Cloud Computing & Africa

For the last week or so, I’ve been pondering a thought provoking article in the July 2008 issue of Wired - ‘The Petabyte Age,’ by Chris Anderson. I call it thought provoking because Anderson asserts that current statistical and theoretical methods will be trumped by the availability of HUGE amounts of data - PetaBytes (1000’s of terabytes), and the ability to process it. The basic idea is that with enough amounts of data, the numbers will eventually speak for themselves. I suppose the other reason this peaked my interest is that about a month ago I wrote about 'Crowdsourcing and the future of crisis reporting'. With enough data, you’d be able to ‘quite possibly’ predict future human and environmental disasters! While large amounts of data exist, the problem to date has been how to process it, and that’s how cloud computing comes into place.
Cloud computing is a relatively new word. Some people have used the term grid computing to refer to the same thing. It basically refers to the outsourcing and consolidation of computing services and resources. I’ll explain some more so that you can understand. The biggest nightmare to most companies IT departments has been dealing with scalability and the processing power or storage that is required to address it. Enter cloud computing companies - which would basically provide you with on-demand capacity as you grow. Some big companies you know have already been providing such services for the last few years; Amazon, Google, IBM and many more, each striving to be the next general-purpose computing platform. Basic services like Google Docs and Amazon S3 are modest examples of cloud computing.
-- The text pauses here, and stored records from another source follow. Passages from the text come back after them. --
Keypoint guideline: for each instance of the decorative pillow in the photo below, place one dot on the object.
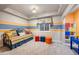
(19, 31)
(27, 31)
(22, 33)
(9, 34)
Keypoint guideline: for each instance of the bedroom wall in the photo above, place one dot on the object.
(8, 21)
(57, 32)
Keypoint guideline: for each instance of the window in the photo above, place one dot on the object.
(43, 26)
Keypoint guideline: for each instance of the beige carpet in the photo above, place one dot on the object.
(40, 48)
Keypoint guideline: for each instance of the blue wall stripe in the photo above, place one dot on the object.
(3, 26)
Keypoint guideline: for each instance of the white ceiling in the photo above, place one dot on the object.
(43, 9)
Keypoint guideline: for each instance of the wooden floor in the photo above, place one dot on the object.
(4, 49)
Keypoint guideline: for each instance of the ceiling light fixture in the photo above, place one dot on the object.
(33, 10)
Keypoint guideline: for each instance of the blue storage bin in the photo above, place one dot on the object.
(72, 37)
(67, 33)
(42, 38)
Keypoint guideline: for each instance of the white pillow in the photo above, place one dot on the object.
(21, 34)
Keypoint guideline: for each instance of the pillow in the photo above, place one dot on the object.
(21, 34)
(27, 31)
(19, 31)
(9, 34)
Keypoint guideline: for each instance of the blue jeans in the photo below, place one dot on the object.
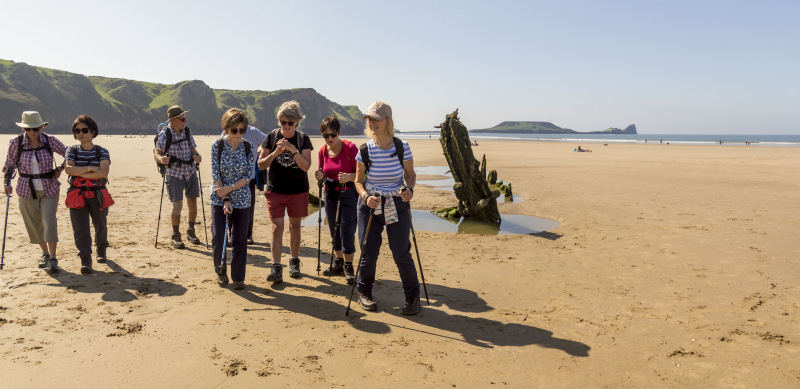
(399, 242)
(239, 220)
(347, 216)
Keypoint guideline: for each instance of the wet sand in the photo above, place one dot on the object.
(672, 266)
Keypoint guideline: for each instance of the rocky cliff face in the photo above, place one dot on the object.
(132, 107)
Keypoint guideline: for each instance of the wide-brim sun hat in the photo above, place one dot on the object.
(32, 119)
(175, 111)
(378, 111)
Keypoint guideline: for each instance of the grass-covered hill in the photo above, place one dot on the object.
(547, 128)
(123, 106)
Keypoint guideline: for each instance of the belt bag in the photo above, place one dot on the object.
(85, 188)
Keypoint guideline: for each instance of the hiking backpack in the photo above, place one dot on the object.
(398, 150)
(162, 168)
(220, 146)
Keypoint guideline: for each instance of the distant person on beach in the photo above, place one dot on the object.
(231, 171)
(87, 198)
(31, 154)
(181, 158)
(287, 153)
(337, 165)
(384, 193)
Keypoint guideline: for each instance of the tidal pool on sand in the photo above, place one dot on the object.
(426, 221)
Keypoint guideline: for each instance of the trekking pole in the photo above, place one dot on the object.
(222, 261)
(163, 182)
(416, 248)
(363, 243)
(202, 202)
(5, 227)
(319, 223)
(336, 231)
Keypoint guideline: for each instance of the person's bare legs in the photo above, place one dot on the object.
(294, 236)
(277, 240)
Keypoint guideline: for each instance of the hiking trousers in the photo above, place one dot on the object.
(238, 225)
(398, 234)
(80, 226)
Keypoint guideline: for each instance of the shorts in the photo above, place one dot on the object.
(296, 205)
(176, 186)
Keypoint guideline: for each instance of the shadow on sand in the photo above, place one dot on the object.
(116, 285)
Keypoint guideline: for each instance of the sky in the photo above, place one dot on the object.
(670, 67)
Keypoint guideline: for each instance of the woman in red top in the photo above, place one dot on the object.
(337, 165)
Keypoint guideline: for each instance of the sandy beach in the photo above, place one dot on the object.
(672, 266)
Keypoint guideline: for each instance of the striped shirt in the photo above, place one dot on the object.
(87, 157)
(386, 172)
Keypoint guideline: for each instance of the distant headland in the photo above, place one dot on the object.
(547, 128)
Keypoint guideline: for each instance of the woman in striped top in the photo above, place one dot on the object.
(384, 198)
(87, 165)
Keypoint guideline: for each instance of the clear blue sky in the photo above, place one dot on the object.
(720, 67)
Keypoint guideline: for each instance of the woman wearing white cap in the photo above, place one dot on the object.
(383, 163)
(37, 187)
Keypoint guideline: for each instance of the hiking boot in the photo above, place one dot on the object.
(336, 268)
(412, 306)
(366, 302)
(222, 272)
(294, 267)
(86, 264)
(192, 237)
(176, 241)
(277, 273)
(52, 265)
(44, 261)
(348, 273)
(101, 255)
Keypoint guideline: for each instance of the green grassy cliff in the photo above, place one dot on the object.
(123, 106)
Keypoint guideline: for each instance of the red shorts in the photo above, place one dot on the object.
(277, 204)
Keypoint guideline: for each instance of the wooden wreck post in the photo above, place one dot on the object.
(475, 200)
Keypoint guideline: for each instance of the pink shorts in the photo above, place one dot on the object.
(277, 204)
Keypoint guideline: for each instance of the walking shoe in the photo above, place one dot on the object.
(86, 264)
(277, 273)
(176, 241)
(101, 255)
(412, 306)
(366, 302)
(348, 273)
(53, 265)
(222, 272)
(336, 268)
(294, 267)
(192, 237)
(44, 261)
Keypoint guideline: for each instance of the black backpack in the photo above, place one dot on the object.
(162, 168)
(247, 148)
(273, 136)
(46, 145)
(398, 150)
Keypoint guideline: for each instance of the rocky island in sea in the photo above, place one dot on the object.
(547, 128)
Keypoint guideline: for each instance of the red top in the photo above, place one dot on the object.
(344, 162)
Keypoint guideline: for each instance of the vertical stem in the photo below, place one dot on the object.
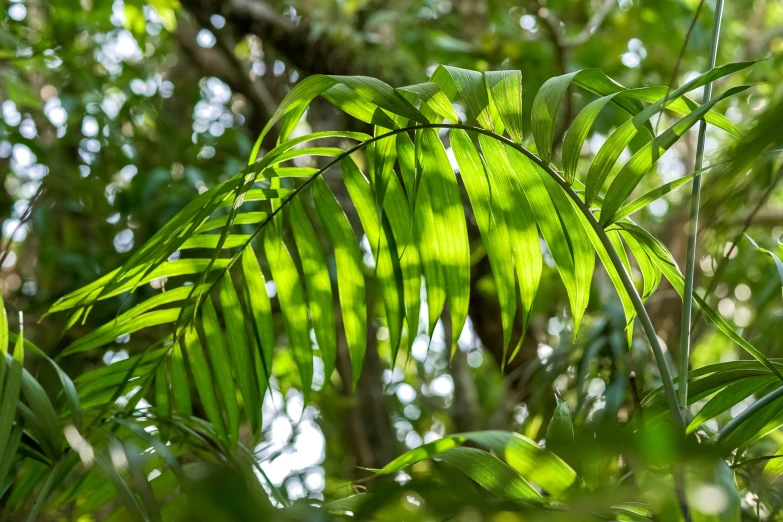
(693, 226)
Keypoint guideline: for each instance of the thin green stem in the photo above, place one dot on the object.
(749, 412)
(644, 318)
(693, 226)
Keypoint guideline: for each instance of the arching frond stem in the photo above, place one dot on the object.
(693, 225)
(644, 318)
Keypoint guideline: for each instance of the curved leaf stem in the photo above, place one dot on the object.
(749, 411)
(641, 312)
(693, 225)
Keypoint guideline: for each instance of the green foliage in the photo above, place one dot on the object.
(261, 285)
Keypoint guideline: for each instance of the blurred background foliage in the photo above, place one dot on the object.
(115, 114)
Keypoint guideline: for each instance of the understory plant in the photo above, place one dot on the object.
(90, 450)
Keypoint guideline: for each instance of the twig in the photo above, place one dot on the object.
(28, 213)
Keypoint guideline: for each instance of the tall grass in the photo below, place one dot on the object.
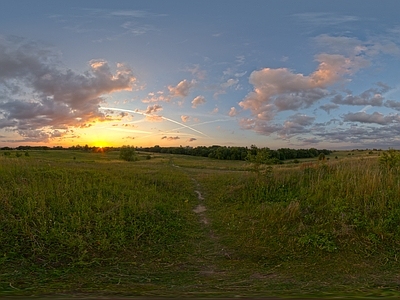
(349, 207)
(69, 212)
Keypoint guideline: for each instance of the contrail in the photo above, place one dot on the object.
(149, 115)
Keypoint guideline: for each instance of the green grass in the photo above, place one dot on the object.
(76, 223)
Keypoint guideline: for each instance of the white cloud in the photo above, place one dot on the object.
(185, 118)
(153, 109)
(199, 100)
(181, 89)
(232, 112)
(376, 117)
(58, 98)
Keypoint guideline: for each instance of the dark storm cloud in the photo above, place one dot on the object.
(38, 98)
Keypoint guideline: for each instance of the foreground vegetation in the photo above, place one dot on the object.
(74, 222)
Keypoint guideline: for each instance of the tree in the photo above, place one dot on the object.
(390, 159)
(128, 153)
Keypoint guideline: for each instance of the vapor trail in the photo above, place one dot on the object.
(149, 115)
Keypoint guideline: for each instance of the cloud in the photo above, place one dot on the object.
(153, 109)
(277, 90)
(232, 112)
(185, 118)
(393, 104)
(170, 138)
(154, 118)
(372, 96)
(328, 107)
(39, 97)
(321, 19)
(181, 89)
(376, 117)
(198, 101)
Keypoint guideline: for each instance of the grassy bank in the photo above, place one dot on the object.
(74, 222)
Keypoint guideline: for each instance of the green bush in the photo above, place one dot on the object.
(128, 153)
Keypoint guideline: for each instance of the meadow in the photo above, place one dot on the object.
(76, 223)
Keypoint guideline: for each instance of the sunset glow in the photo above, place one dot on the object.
(271, 73)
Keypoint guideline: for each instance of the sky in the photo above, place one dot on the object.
(277, 73)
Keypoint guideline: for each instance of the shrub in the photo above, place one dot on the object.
(390, 159)
(128, 153)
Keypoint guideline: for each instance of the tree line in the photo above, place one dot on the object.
(240, 153)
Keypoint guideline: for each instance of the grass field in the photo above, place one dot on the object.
(76, 223)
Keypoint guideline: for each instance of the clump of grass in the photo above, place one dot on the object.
(63, 215)
(341, 207)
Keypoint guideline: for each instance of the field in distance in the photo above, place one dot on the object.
(75, 223)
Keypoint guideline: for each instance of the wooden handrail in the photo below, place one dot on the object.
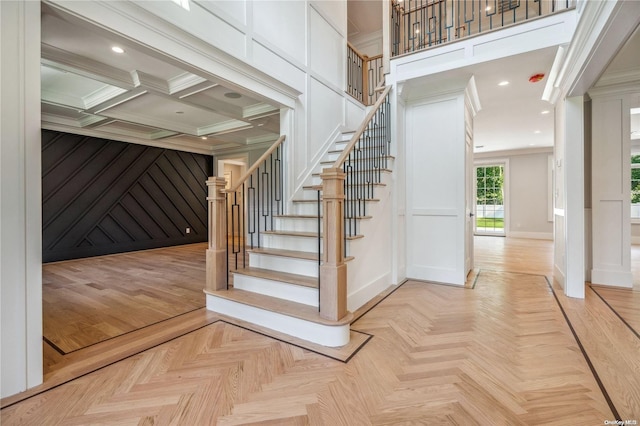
(257, 164)
(360, 55)
(361, 129)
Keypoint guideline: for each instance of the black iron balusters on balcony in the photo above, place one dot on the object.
(364, 74)
(418, 24)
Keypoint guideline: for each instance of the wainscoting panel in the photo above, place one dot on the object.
(103, 197)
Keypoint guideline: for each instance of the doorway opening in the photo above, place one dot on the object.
(490, 202)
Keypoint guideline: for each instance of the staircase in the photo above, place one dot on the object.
(277, 287)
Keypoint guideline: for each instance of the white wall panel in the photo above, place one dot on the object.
(610, 237)
(283, 24)
(354, 113)
(610, 188)
(335, 13)
(326, 50)
(276, 66)
(20, 198)
(234, 9)
(432, 244)
(325, 115)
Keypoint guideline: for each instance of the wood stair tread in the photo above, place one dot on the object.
(319, 187)
(361, 171)
(286, 277)
(296, 254)
(375, 200)
(281, 306)
(388, 157)
(310, 216)
(305, 234)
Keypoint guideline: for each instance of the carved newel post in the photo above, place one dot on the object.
(217, 250)
(333, 271)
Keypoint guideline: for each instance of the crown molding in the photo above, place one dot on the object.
(70, 62)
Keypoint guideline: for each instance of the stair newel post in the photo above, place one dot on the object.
(333, 271)
(217, 250)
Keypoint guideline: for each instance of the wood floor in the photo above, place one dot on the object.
(501, 353)
(86, 301)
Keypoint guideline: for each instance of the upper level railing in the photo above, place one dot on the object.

Lately I’ve been following Google’s forays into Africa. Especially interesting has been the introduction of the Google Global Cache (You can read more about it on White African’s blog). Google in their infinite wisdom has come up with a way to deal with the voracity for data on the African continent. Because bandwidth demand surpasses supply, they would store the web on their servers and serve it up to users based on the shortest path to location, thereby improving performance. Some would call this cloud computing at its best. This would save on bandwidth costs for ISP’s, and improve performance for their customers. Wow!
If you don’t already know by now, that ‘Wow!’ in my last paragraph was meant to be sarcastic. While I applaud google’s efforts, google is inherently a corporation whose goal is ultimately profit. Google China is a prime example of how this all comes into play. Search results for ‘Tiananmen Square’, ‘Falun Gong’ or ‘Tibet’ yield far different results within China than outside it. The fallacies of cloud computing start to become clear. If a whole continent outsources its computing needs, isn’t this data then open to manipulation by the 3rd entity (Google) and other political and profit motivated interests?
Don’t get me wrong, I think Africa stands to benefit a great deal from ‘this’ faster access, but I think this means we need to step up our efforts to increase bandwidth instead of depending on a 3rd parties for access to information. We are at the dawn of the age of information, opening up new paradigms of thinking (some jokingly call it the age of mis-information). Just as happened during the industrial age, new products and integrated services are jostling for attention and marketplace attention. Ultimately there will be just a few winners.